Aku mengangguk kecil, sambil bertepuk tangan untuk mengkode anak buahku agar masuk ke dalam gudang. Setelah mereka masuk, aku memberi perintah untuk membebaskan pria tersebut dan membuka tali ikatannya. Namun, tak lupa pula, aku memberi perintah kepada beberapa anak buahku untuk tetap mengikutinya ke mana pun pria itu pergi.
***
Satu bulan sudah berlalu, Areta belum juga menandatangani dan membalas e-mail dariku. Sebenarnya, dia menerima pernikahan kontrak itu atau tidak, sih? Kenapa seakan-akan dia mengulur waktu dan tidak ada kejelasan?

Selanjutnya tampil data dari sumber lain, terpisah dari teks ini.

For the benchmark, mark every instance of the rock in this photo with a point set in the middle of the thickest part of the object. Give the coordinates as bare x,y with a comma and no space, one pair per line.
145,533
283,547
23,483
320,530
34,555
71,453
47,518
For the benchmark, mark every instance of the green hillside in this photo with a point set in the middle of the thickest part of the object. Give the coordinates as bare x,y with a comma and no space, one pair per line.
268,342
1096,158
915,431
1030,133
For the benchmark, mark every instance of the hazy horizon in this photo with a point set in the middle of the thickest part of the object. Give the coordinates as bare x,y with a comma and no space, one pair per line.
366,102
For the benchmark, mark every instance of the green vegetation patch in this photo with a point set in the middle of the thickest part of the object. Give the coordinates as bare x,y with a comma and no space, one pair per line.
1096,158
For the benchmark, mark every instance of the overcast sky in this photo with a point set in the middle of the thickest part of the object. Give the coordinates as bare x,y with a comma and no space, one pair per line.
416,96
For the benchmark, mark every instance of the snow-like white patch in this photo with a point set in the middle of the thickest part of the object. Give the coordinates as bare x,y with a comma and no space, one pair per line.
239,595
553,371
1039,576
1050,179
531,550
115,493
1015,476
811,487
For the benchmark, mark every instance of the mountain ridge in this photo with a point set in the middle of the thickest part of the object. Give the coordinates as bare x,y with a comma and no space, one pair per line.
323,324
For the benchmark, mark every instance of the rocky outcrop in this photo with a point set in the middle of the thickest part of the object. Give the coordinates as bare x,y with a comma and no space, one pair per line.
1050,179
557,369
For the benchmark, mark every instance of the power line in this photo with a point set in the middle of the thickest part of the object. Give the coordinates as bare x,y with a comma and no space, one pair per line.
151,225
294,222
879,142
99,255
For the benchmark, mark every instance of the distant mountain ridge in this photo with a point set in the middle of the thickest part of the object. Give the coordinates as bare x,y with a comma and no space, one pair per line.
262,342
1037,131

Aneh!
Dia yang meminta kepadaku untuk ditunjukan surat kontraknya, akan tetapi dia malah sok tidak perduli. Huh, dasar wanita! Wanita adalah makhluk Tuhan yang paling sulit untuk ditebak.
Sementara opah Carlos, selalu saja memintaku mengajak Areta untuk mengunjunginya. Ada saja alasannya. Masalah kerja sama dengan perusahaannyalah, masalah pesta pernikahan yang harus dirayakan secara mewah dan mengundang banyak oranglah. Apa lagi masalah yang satu ini, soal cicit yang beliau minta.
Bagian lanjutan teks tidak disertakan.